What do your DeTOX and BRUEL projects propose in terms of fighting against video and audio deepfakes?

N. O.: The DeTOX project is carried out in partnership with Eurecom (an engineering school and digital sciences research center.) Instead of trying to develop a universal solution that is too complex to implement and ultumately unreliable, our goal is to offer a personalized response to attacks for deepfake detection for targeted famous people.

The BRUEL project, carried out in collaboration with the Avignon computer laboratory, Eurecom, the Atomic Energy Commission and the national judicial police center, is interested in the detection of audio deepfakes. It explores the possibilities of combining manipulation detection with speaker authentication.

Furthermore, we are trying to define a grid allowing attacks to be staggered according to their complexity of implementation (such as expertise, material and logistical resources). This makes it possible, for example, to distinguish an attack carried out by an individual without particular expertise, with freely accessible and easily usable means, from attacks carried out by States requiring strong expertise and substantial resources. We then want to evaluate the reliability of the detection algorithms depending on the level of attack.

What are your projections for the evolution of deepfake technology in the coming years?

N. O.: If proposals are made to block deepfakes at the source, from the moment they are captured, by creating a sort of seal of authenticity, the main response is, in my opinion, not technological: a broad education campaign on the risks of digital must be considered.

Faced with the massive surge of false information on our social networks, their speed of propagation and their ever-increasing realism, any data mediated by digital technology must be subject to caution and the exercise of systematic doubt. We must learn to verify information, for example by cross-checking it with other sources.

Nicolas Obin

Associate professor at the Faculty of Science and Engineering at Sorbonne University and researcher in the Analysis and Synthesis of Sounds team in the Music and Sound Sciences and Technologies laboratory (co-supervised by Ircam, CNRS, Sorbonne University, Ministry of Culture), Nicolas Obin is particularly interested in communication between humans, animals, and robots, particularly vocal communications, and in the modeling of human behavior. He specializes in generative modeling of sound signals and in particular for the simulation of complex human productions (singing, speech, music) with various applications in the synthesis and transformation of speech, such as vocal assistants, animation of virtual agents, humanoid robotics and deepfakes.
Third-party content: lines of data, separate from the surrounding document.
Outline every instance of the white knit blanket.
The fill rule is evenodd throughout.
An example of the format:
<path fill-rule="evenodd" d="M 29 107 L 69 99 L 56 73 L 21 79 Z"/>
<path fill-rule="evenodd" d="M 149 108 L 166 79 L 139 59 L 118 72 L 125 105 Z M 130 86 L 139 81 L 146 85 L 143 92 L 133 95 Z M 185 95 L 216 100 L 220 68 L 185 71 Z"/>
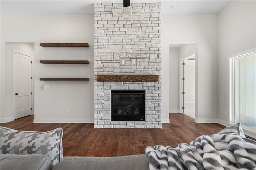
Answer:
<path fill-rule="evenodd" d="M 203 135 L 176 148 L 146 148 L 152 170 L 256 170 L 256 145 L 238 134 Z"/>

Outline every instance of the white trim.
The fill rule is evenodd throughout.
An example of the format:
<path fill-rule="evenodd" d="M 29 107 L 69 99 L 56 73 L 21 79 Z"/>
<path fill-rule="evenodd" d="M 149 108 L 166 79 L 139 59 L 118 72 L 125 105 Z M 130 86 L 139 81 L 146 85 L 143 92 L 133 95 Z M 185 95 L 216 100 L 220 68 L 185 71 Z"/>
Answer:
<path fill-rule="evenodd" d="M 226 110 L 227 111 L 227 120 L 229 123 L 232 123 L 234 121 L 234 118 L 233 117 L 233 112 L 232 110 L 234 109 L 234 106 L 233 106 L 232 103 L 232 95 L 234 94 L 232 93 L 233 92 L 233 83 L 232 83 L 232 74 L 233 69 L 232 70 L 230 70 L 230 67 L 232 66 L 232 63 L 233 62 L 234 59 L 241 58 L 244 57 L 244 56 L 248 56 L 250 53 L 255 53 L 256 51 L 256 47 L 251 48 L 246 50 L 244 50 L 242 51 L 240 51 L 234 54 L 230 55 L 227 57 L 227 108 Z M 230 87 L 232 86 L 232 88 L 230 88 Z M 231 100 L 230 100 L 231 99 Z"/>
<path fill-rule="evenodd" d="M 12 117 L 10 117 L 7 118 L 0 119 L 0 123 L 5 123 L 8 122 L 11 122 L 13 121 Z"/>
<path fill-rule="evenodd" d="M 195 104 L 196 102 L 194 101 L 184 101 L 184 104 Z"/>
<path fill-rule="evenodd" d="M 219 124 L 221 125 L 223 125 L 224 127 L 228 127 L 230 126 L 231 126 L 232 125 L 232 124 L 228 122 L 226 122 L 226 121 L 224 121 L 222 120 L 219 119 L 218 120 L 218 123 Z"/>
<path fill-rule="evenodd" d="M 169 119 L 162 119 L 161 120 L 162 123 L 170 123 Z"/>
<path fill-rule="evenodd" d="M 33 123 L 94 123 L 93 119 L 34 119 Z"/>
<path fill-rule="evenodd" d="M 179 109 L 171 109 L 169 110 L 169 113 L 180 113 Z"/>
<path fill-rule="evenodd" d="M 218 119 L 195 119 L 195 122 L 197 123 L 218 123 Z"/>

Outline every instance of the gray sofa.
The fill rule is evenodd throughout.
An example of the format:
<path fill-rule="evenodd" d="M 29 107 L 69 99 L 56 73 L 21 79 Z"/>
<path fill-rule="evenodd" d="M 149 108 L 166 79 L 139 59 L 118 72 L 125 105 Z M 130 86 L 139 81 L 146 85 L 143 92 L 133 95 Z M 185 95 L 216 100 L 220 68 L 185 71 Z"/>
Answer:
<path fill-rule="evenodd" d="M 64 157 L 63 131 L 17 130 L 0 127 L 2 170 L 148 170 L 144 154 L 110 157 Z"/>
<path fill-rule="evenodd" d="M 1 154 L 1 170 L 148 170 L 144 154 L 120 157 L 64 157 L 54 166 L 47 156 Z"/>
<path fill-rule="evenodd" d="M 223 167 L 220 165 L 220 167 L 222 168 L 226 166 L 232 166 L 234 168 L 243 167 L 247 169 L 252 169 L 254 168 L 256 168 L 256 158 L 251 158 L 256 155 L 256 142 L 245 137 L 240 123 L 228 127 L 221 130 L 217 134 L 213 134 L 211 136 L 208 135 L 200 136 L 195 141 L 192 142 L 189 146 L 186 144 L 181 144 L 176 148 L 169 146 L 165 147 L 160 145 L 157 145 L 154 148 L 148 146 L 146 149 L 145 154 L 112 157 L 63 157 L 62 147 L 63 131 L 61 128 L 48 132 L 42 132 L 18 131 L 0 127 L 0 168 L 1 170 L 143 170 L 160 169 L 161 169 L 161 167 L 162 169 L 163 167 L 164 168 L 164 169 L 176 169 L 177 168 L 175 167 L 177 167 L 177 165 L 178 165 L 178 164 L 181 164 L 181 167 L 187 167 L 189 169 L 190 166 L 193 164 L 190 161 L 194 156 L 191 155 L 191 152 L 184 151 L 188 148 L 192 148 L 193 153 L 196 154 L 197 150 L 199 149 L 199 152 L 201 153 L 203 152 L 202 148 L 204 148 L 204 147 L 207 148 L 208 147 L 207 146 L 210 146 L 210 148 L 209 148 L 211 149 L 209 150 L 209 153 L 206 153 L 206 156 L 213 153 L 215 153 L 217 156 L 219 156 L 218 154 L 219 153 L 226 152 L 229 156 L 231 153 L 230 151 L 233 151 L 234 153 L 242 152 L 245 154 L 244 156 L 241 154 L 235 154 L 233 156 L 234 158 L 238 156 L 237 158 L 238 161 L 235 161 L 235 164 L 232 162 L 234 159 L 231 159 L 230 161 L 231 162 L 229 162 L 228 161 L 229 159 L 225 158 L 226 155 L 222 155 L 221 161 L 226 161 L 226 163 Z M 215 140 L 213 145 L 216 145 L 216 149 L 220 150 L 219 153 L 218 151 L 211 152 L 212 149 L 214 149 L 212 147 L 213 144 L 208 145 L 207 142 L 206 142 L 206 141 L 209 142 L 210 140 L 208 140 L 211 138 L 212 139 Z M 202 143 L 201 142 L 198 142 L 200 140 L 203 141 Z M 196 144 L 194 146 L 192 144 L 194 143 Z M 199 144 L 200 143 L 203 144 L 204 146 L 201 146 Z M 231 147 L 228 149 L 231 150 L 227 150 L 226 148 L 228 146 Z M 199 147 L 195 150 L 198 147 L 196 146 Z M 185 147 L 182 152 L 179 152 L 178 150 L 176 150 L 181 146 Z M 222 149 L 222 147 L 224 147 L 224 149 Z M 169 152 L 166 154 L 167 150 Z M 206 150 L 207 150 L 206 149 Z M 241 150 L 243 151 L 241 152 Z M 186 154 L 186 152 L 188 152 L 188 154 Z M 174 158 L 176 156 L 175 155 L 172 155 L 172 153 L 179 153 L 179 155 L 185 154 L 185 157 L 190 158 L 188 159 L 183 159 L 183 158 L 185 157 Z M 251 155 L 252 156 L 250 156 Z M 199 154 L 196 154 L 195 158 L 199 158 L 200 156 L 199 155 Z M 214 158 L 211 158 L 211 159 L 205 158 L 204 162 L 208 162 L 206 166 L 210 165 L 212 168 L 216 168 L 220 165 L 215 164 L 218 161 L 215 161 L 216 160 L 213 159 Z M 202 158 L 201 158 L 202 159 Z M 243 163 L 239 164 L 239 160 L 245 159 L 246 159 L 245 161 L 247 162 L 246 164 Z M 243 162 L 244 161 L 242 162 Z M 201 166 L 199 164 L 197 164 L 197 165 Z M 200 169 L 202 168 L 208 169 L 207 166 L 204 166 Z"/>

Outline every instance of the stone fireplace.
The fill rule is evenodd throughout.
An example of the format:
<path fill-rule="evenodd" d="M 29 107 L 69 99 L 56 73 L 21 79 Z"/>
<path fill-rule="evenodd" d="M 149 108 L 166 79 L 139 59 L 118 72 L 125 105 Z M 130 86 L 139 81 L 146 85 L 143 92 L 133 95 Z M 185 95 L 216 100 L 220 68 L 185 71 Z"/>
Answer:
<path fill-rule="evenodd" d="M 160 3 L 131 3 L 125 8 L 122 3 L 94 4 L 95 128 L 162 127 L 160 15 Z M 98 81 L 99 75 L 130 75 L 136 81 Z M 138 75 L 158 78 L 140 80 Z M 126 91 L 144 92 L 144 101 Z M 113 96 L 118 91 L 126 96 Z M 125 101 L 112 111 L 118 97 Z M 133 115 L 141 117 L 123 119 Z"/>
Responsible for the Intelligent Systems Engineering (ISI) master's degree and co-responsible for the "Deep Learning through practice" professional training program, he teaches digital audio signal processing, deep learning, and biometrics.

In 2020, he founded DeepVoice, a Parisian event centered on voice technologies and artificial intelligence; in 2021, SophIA, the Sorbonne University student association for Artificial Intelligence in collaboration with SCAI, and, in 2022, "Fast-Forward," informal and experimental meetings science and technology and sound design in cinema which brings together the community of cinema sound designers to imagine the sound practices of the future.

Involved in the promotion of digital sciences and technologies for the arts, culture and heritage, he has collaborated with musicians and artists such as Eric Rohmer, Philippe Parreno, Roman Polansky, Leos Carax, George Aperghis and Alexander Schubert.